Though men are stereotyped as gadget hounds, information technology actually brings more happiness to women worldwide.
Even when controlling for income (which is correlated with happiness), the study found that access to IT made people around the world happier. The authors suggest that computers, cell phones, and the like do tremendous things for one's "sense of freedom" and control over life, which in turn promotes feelings of life satisfaction.
This fits with the finding that IT most helps those who have the least of it. "Those on lower incomes or with fewer educational qualifications appear to benefit more from access to IT than those on higher incomes or with higher educational backgrounds." It can "empower the disempowered."
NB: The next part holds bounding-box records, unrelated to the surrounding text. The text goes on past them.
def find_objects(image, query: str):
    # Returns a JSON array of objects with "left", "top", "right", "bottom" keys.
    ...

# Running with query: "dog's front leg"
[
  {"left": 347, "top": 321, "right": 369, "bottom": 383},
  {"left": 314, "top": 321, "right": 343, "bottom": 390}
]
The effect can be seen most strongly with women, who benefit more than men from IT.
"One possible reason is the role played by IT in modern day communications," says the study. "Therefore, we wonder whether the finding reflects the social networking role of women around the world. This result is particularly true for women in developing nations. Why this is so is not clear. But one reason might be that in many parts of Africa, Asia, and the Middle East women have socially controlled roles which may lead to a lower sense of freedom and autonomy and hence well-being."
According to BCS, this shows the importance of universal broadband rollouts that can help overcome the digital divide. The world doesn't need an iPad to be happy—but a cell phone and basic broadband really might make a difference.